Phi-3 Technical Report: A Highly Capable Language Model Locally on Your Phone
Microsoft
Phi-3 技术报告:一款可在本地手机运行的高性能语言模型
We introduce phi-3-mini, a 3.8 billion parameter language model trained on 3.3 trillion tokens, whose overall performance, as measured by both academic benchmarks and internal testing, rivals that of models such as Mixtral 8x7B and GPT-3.5 (e.g., phi-3-mini achieves 69% on MMLU and 8.38 on MT-bench), despite being small enough to be deployed on a phone. Our training dataset is a scaled-up version of the one used for phi-2, composed of heavily filtered publicly available web data and synthetic data. The model is also further aligned for robustness, safety, and chat format. We also provide parameter-scaling results with a 7B, 14B models trained for 4.8T tokens, called phi-3-small, phi-3-medium, both significantly more capable than phi-3-mini (e.g., respectively 75%, 78% on MMLU, and 8.7, 8.9 on MT-bench). To enhance multilingual, multimodal, and long-context capabilities, we introduce three models in the phi-3.5 series: phi-3.5-mini, phi-3.5-MoE, and phi-3.5-Vision. The phi-3.5-MoE, a 16 x 3.8B MoE model with 6.6 billion active parameters, achieves superior performance in language reasoning, math, and code tasks compared to other open-source models of similar scale, such as Llama 3.1 and the Mixtral series, and on par with Gemini-1.5-Flash and GPT-4o-mini. Meanwhile, phi-3.5-Vision, a 4.2 billion parameter model derived from phi-3.5-mini, excels in reasoning tasks and is adept at handling both single-image and text prompts, as well as multi-image and text prompts.
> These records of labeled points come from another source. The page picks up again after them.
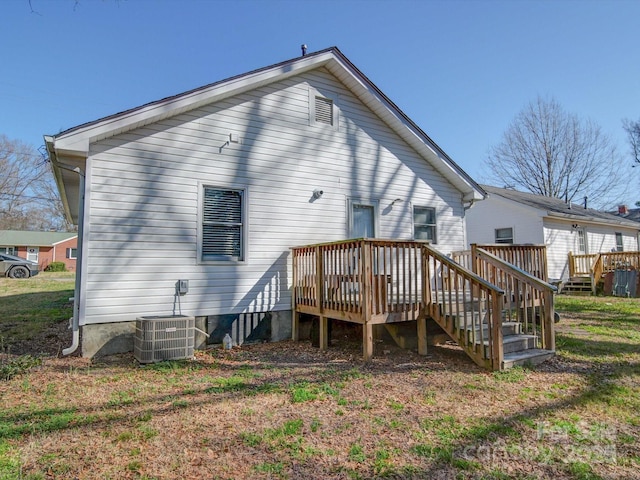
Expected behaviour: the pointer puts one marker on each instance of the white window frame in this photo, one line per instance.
(333, 98)
(351, 202)
(502, 240)
(33, 254)
(432, 225)
(244, 230)
(582, 246)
我们推出了 phi-3-mini,一个在 3.3 万亿词元上训练、拥有 38 亿参数的语言模型。根据学术基准和内部测试的衡量,其整体性能可与 Mixtral 8x7B 和 GPT-3.5 等模型相媲美,尽管它体积小巧,足以部署在手机上。我们的训练数据集是用于 phi-2 的数据集的扩展版本,由经过严格过滤的公开网络数据和合成数据组成。该模型还针对鲁棒性、安全性和对话格式进行了进一步对齐。我们还提供了参数扩展的结果,训练了用于 4.8 万亿词元的 70 亿和 140 亿参数模型,分别称为 phi-3-small 和 phi-3-medium,两者能力都显著强于 phi-3-mini。为了增强多语言、多模态和长上下文能力,我们推出了 phi-3.5 系列中的三个模型:phi-3.5-mini、phi-3.5-MoE 和 phi-3.5-Vision。phi-3.5-MoE 是一个拥有 6.6 亿激活参数的混合专家模型,在语言推理、数学和代码任务上,相较于其他相似规模的开源模型,性能优越,并与 Gemini-1.5-Flash 和 GPT-4o-mini 相当。同时,源自 phi-3.5-mini 的 42 亿参数模型 phi-3.5-Vision 在推理任务中表现出色,并擅长处理单图像文本提示以及多图像文本提示。